ROBERT HARLING I had two dear friends, Kathy and Michael Weller. Michael is a wonderful playwright [Moonchildren, Spoils of War]. They saw what I was going through, and Michael suggested I write something. Such a saga of strength and tolerance had gone on, and I kept saying, “This kid won’t know anything about it.” I wasn’t a writer, so I fought that demon for a while and then one day I said, “Why not?” I’d planned to write a short story, and I was a couple of pages into it when I realized I wasn’t capturing the way these women talked. So I started writing in dialogue form. When I was a kid, the mystique of the beauty parlor was that guys were never allowed. You didn’t know what went on in there, and they all came back different somehow. I realized this hermetically sealed environment would be the best place to have these women express their true feelings. After my sister’s funeral, everyone came over to the house, and there was all this food. I was watching the men in the den, and they were a mess. My dad couldn’t talk about anything; none of them knew what to do. And I could see into the kitchen, and there were all these women and they were laughing and telling stories and dishing things out. They were saying things like, “You know this would be a lot better if she had just put a little white pepper in it.” And I thought, “This is very interesting. The women are getting it done and the guys cannot function.” And then one of the men walked into the kitchen, and I saw how the women’s body language completely changed. They weren’t leaning against the counter anymore; the dish towel that was slung over a shoulder was all of a sudden being folded and hung up on the rack. Later I thought, “This play needs to be somewhere there can be no men,” which was, of course, the beauty parlor, and I started putting the characters together.

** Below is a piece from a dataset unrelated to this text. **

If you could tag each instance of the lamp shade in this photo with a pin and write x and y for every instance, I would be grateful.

Harling didn’t want to use real names, so he gave the character based on his mother the name of a close friend from Alabama, who was called M’Lynn. After a search through a family tree, Susan became Shelby, after one of her mother’s cousins. “It’s that Southern thing of using a family name as a first name,” Harling says. Clairee came from “a fabulous aunt” in South Carolina, and her sister’s best friend was named Ouiser. “She in no way resembles the character,” he says. “But there was just something about the name that fit.”

ROBERT HARLING All the characters were based on real people, Mama’s friends. I’ve never told a living soul who Ouiser is based on. After the play had some success and everyone from Natchitoches went up to New York to see it, I was really worried because Ouiser’s such a crotchety old curmudgeon. And lo and behold, every woman in town was saying, “He based Ouiser on me.”